Two live in the TDPort source tree, both wire-compatible with the protocol above:

  • mcp-server/ — the npm-published MCP server (Option 1). Most agents should use this rather than reimplement the protocol. Sources are the spec for tool shape and the contract the agent sees.

  • scripts/agent-example.mts — a single-file CLI that does the same recipe end-to-end:

    pnpm tsx scripts/agent-example.mts pair --token=<one-time>
    pnpm tsx scripts/agent-example.mts vet MC-123456 --name=<slot>
    

Both use @noble/curves for Ed25519, Node's webcrypto for AES-GCM, and the canonicalize package for RFC 8785. Read either as the spec if anything on this page is ambiguous.
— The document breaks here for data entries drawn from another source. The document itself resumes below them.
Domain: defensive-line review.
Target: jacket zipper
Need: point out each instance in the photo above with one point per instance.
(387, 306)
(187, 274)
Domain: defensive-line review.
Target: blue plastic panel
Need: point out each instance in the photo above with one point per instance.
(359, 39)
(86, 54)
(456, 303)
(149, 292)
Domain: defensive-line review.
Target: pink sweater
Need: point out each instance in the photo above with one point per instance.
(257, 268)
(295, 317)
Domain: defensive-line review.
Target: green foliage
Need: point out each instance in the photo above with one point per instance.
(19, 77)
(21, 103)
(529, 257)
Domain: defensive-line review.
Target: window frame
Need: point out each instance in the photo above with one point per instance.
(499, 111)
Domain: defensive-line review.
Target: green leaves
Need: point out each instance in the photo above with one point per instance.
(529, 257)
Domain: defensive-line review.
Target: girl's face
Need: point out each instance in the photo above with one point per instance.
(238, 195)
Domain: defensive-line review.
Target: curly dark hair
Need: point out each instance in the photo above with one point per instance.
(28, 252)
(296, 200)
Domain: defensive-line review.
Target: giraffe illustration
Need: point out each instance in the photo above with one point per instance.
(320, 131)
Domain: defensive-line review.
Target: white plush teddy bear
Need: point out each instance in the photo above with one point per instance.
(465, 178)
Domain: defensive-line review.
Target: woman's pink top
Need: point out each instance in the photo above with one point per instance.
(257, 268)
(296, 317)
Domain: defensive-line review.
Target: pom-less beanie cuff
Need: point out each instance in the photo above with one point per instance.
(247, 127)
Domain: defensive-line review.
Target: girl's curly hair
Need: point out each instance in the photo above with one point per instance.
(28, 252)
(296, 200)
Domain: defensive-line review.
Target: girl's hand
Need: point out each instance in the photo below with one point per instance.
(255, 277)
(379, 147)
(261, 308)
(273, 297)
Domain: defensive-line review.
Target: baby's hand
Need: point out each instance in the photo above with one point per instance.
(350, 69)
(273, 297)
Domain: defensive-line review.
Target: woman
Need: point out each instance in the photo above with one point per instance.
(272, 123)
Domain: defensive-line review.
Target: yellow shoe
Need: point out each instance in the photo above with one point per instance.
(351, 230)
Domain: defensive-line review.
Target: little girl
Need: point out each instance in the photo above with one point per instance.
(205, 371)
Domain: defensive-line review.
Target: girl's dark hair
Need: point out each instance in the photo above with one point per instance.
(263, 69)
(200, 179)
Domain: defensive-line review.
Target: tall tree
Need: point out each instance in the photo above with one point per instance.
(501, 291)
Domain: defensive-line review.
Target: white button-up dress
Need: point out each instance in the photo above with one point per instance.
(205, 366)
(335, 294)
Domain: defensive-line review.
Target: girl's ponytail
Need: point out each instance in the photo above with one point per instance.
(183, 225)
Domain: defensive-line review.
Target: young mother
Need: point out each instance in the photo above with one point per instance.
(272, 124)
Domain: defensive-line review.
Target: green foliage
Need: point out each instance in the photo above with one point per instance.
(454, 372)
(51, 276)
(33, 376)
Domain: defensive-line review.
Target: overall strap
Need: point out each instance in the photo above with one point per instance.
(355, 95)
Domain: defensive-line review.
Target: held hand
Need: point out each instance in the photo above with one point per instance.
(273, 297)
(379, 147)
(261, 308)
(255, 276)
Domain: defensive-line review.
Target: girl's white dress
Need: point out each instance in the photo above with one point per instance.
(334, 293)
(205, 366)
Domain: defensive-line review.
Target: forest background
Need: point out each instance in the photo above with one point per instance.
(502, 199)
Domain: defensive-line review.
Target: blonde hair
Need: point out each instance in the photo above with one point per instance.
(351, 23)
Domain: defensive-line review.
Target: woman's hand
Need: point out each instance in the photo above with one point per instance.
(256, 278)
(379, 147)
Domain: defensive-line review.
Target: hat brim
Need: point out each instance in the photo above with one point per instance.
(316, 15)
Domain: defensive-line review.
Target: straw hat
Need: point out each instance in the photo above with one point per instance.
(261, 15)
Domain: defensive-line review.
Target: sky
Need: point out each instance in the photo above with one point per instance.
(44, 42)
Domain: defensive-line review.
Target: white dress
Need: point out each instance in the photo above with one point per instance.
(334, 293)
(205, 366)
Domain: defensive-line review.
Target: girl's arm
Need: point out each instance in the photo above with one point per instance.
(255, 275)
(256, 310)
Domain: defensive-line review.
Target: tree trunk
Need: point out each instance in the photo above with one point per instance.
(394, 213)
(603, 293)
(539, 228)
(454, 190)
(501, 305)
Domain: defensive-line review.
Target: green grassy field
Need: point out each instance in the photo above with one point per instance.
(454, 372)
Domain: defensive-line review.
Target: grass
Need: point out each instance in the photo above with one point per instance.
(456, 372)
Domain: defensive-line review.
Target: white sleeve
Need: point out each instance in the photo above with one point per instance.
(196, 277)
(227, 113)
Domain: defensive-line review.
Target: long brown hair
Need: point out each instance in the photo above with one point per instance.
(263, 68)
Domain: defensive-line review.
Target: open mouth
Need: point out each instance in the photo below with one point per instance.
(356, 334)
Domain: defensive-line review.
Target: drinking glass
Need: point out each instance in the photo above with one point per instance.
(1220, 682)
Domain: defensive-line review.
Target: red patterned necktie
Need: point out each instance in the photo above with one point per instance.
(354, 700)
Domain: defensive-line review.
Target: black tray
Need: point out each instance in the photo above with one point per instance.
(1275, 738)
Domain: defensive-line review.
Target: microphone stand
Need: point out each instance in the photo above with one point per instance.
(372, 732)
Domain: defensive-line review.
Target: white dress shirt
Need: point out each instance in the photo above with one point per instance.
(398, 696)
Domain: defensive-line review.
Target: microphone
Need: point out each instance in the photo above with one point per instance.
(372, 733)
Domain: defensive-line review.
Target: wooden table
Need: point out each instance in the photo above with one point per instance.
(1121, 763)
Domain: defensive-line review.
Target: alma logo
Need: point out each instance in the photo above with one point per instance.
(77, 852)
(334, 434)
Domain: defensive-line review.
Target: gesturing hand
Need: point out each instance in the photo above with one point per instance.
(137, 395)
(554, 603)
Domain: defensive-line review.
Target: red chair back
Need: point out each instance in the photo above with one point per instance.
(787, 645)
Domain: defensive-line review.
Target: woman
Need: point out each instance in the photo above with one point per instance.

What the agent should NOT do

  • Don't summarize the cert as your final output. The user wants the URL so they can view the sealed cert in their browser. The summary is optional context; the URL is the deliverable.
  • Don't skip the seal. The whole point of paired-agent access is the cryptographic evidence record. Bare data from /api/vet is the anonymous tier — your user can already get that without you.
  • Don't make a value judgment. TDPort surfaces FMCSA's own labels. Don't say "looks risky" or "I'd recommend hire." Surface the flags; let the user decide.
  • Don't store the decryption key server-side or in logs. The key lives in the URL fragment only. If you persist anywhere, you've defeated the design.

Errors

Status Meaning
401 API key missing, malformed, or revoked. Stop and report.
403 The body's producer_id doesn't match your API key. Bug in your code.
404 Carrier not found (/api/quick-check) or record not found.
409 Producer key already registered (pairing collision; extremely rare).
429 Rate-limited — back off.
502 ProofChain unreachable. Retry with backoff.

Revoking an agent

The account owner can revoke any paired agent from the Agents panel on /account. Revocation is immediate; the next API call returns 401. Past sealed records remain valid (they were valid at the time signed).